Back in 2005, the British Film Institute issued a handsomely restored version of Gojira/Godzilla, giving many UK cinemagoers their first chance to see Ishiro Honda's groundbreaking creature-feature as it originally appeared in Japan in 1954. Shorn of the post-hoc Hollywood scenes that gave Raymond Burr a starring role in the redubbed Godzilla, King of the Monsters!, the intact Toho Studio's production exhibited a depth and poignancy missing from international release versions – a sense of apocalyptic melancholia fired by the legacy of Hiroshima and Nagasaki, and rekindled by the fallout of nuclear testing in the Pacific. A 1954 documentary short, The Japanese Fishermen, which appended the subsequent BFI DVD release, tied the fantasy of Gojira back to the harsh reality of life in nuclear age, with the fate of the crew of the ironically named Lucky Dragon 5 providing irradiated background inspiration for Honda's fiercely intelligent movie.
While British director Gareth Edwards's jaw-dropping Godzilla may not have the depth of Honda's original, it exhibits an appreciation and understanding of what made that movie great, alongside a healthy contempt for the mind-numbing vacuity of Roland Emmerich's headache-inducing 1998 reboot. With his terrifying size tempered by an oddly endearing scaly-dog face (the designers cite bears and komodo dragons as inspirational), Edwards's "monster" emerges as an awe-inspiring noble beast; a cross between the massive kaiju of Guillermo del Toro's Pacific Rim and a fiercely loyal overgrown bull mastiff. And just as Gojira transmuted over the course of several movies from fire-breathing scourge to savage saviour, so Edwards's lonely samurai dinosaur emerges from the depths as an avenging angel, safeguarding the natural order so blithely abandoned by man.
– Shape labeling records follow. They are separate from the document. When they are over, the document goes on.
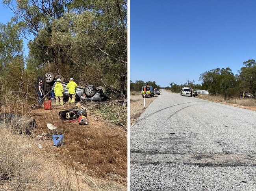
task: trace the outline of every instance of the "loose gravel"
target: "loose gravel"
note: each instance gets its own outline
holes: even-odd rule
[[[131,191],[256,190],[256,113],[163,90],[131,129]]]

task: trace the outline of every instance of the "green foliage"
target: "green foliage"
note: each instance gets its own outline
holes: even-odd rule
[[[180,90],[184,87],[189,87],[193,89],[200,89],[201,85],[200,84],[195,84],[195,80],[193,80],[192,81],[188,80],[187,82],[183,84],[178,85],[174,82],[170,83],[170,87],[167,86],[165,87],[166,89],[169,89],[172,92],[179,93]]]
[[[202,87],[212,95],[221,94],[225,98],[230,95],[230,89],[235,86],[236,82],[231,69],[219,68],[210,70],[201,74],[199,80],[202,81]]]
[[[256,96],[256,63],[249,60],[243,63],[245,66],[239,71],[240,87],[243,91],[251,92]]]
[[[30,40],[27,62],[33,73],[51,71],[126,97],[127,1],[41,2],[4,2]]]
Things get off to a flying start with a terrific opening sequence that places grainy images of a giant reptile amid the faux archival blur of Bikini Atoll. From here we fast-forward to a nuclear family (mother, father, son) being torn apart as an atomic reactor falls prey to a "natural disaster" with shades of Fukushima. Leap ahead again and the traumatised young son has grown into bomb-disposal expert Ford Brody (Aaron Taylor-Johnson), taken away from wife Elle (Elizabeth Olsen) by news of his dad Joe's arrest in Japan for trespassing upon the radioactive ground where his home and workplace once stood proud. Racked with guilt, Joe (Bryan Cranston) has become a cracked conspiracy theorist, convinced that the government are hiding something. Which, of course, they are – albeit not quite what Joe expected.
For the first hour of its running time, Godzilla is judicious with its spectacular displays, concentrating on character development in a manner that will be familiar to fans of Edwards's first feature, 2010's Monsters. The discovery of an underground lair nods toward Alien in more than just Giger-esque design; a repeated riff from Alexandre Desplat's score seems to quote Jerry Goldsmith, just as the heavily trailered strains of Ligeti later echo the Star Gate sequence from 2001. Directors invoke such comparisons at their peril, but in Edwards's case there's something perversely admirable about daring to aim so high, proving that he's not frightened of taking his subject matter seriously.
Such confidence is all the more remarkable since Edwards is here wrestling a multimillion dollar blockbuster beast (a reported $160m) the size and scale of which is utterly incomparable with the homemade micro-budget Monsters, in which he self-shot all the live footage on the hoof and then knocked up the special effects in his bedroom. Impressively, many of the tropes that made Monsters an unexpected indie hit remain, notably the tangible tenderness in the central human relationships, which just happen to be interrupted by the arrival of massive marauders. Similarly idiomatic is a Clive Barker-style affection for the creatures; a sequence in which two monstrous mantis-like "mutos" (escapees from Starship Troopers?) rub heads amid the carnage reminds us of the bittersweet denouement of Monsters, the title of which was as pointedly ironic as that of Tod Browning's Freaks. No surprise to learn that motion-capture maestro Andy Serkis was enlisted to help "control the souls" of the beasts in key scenes, the tragic figure of King Kong lurking in the shadows as skyscrapers tumble and chaos reigns.
In the middle of the maelstrom is Ken Watanabe, smartly cast (for both narrative and marketing purposes) as the one man who understands the true nature of Gojira's resurrection (he uses the original name once, before reverting to the anglicised Godzilla) and who gives voice to the eco-anxieties of Max Borenstein's radiation-driven script. Other supporting roles are inevitably more sketchy, most notably a tremulous Sally Hawkins who gets all but lost in the mix as we move toward the increasingly catastrophised third act wherein destruction takes hold as (human) character inevitably takes a back seat. How much this bothers you probably depends upon the size of the screen on which you see Godzilla. My advice would be to seek out the biggest, loudest Imax auditorium available and allow the movie to roar majestically right in your face, peeling away any niggling uncertainties with the icy fire of its thunderous breath.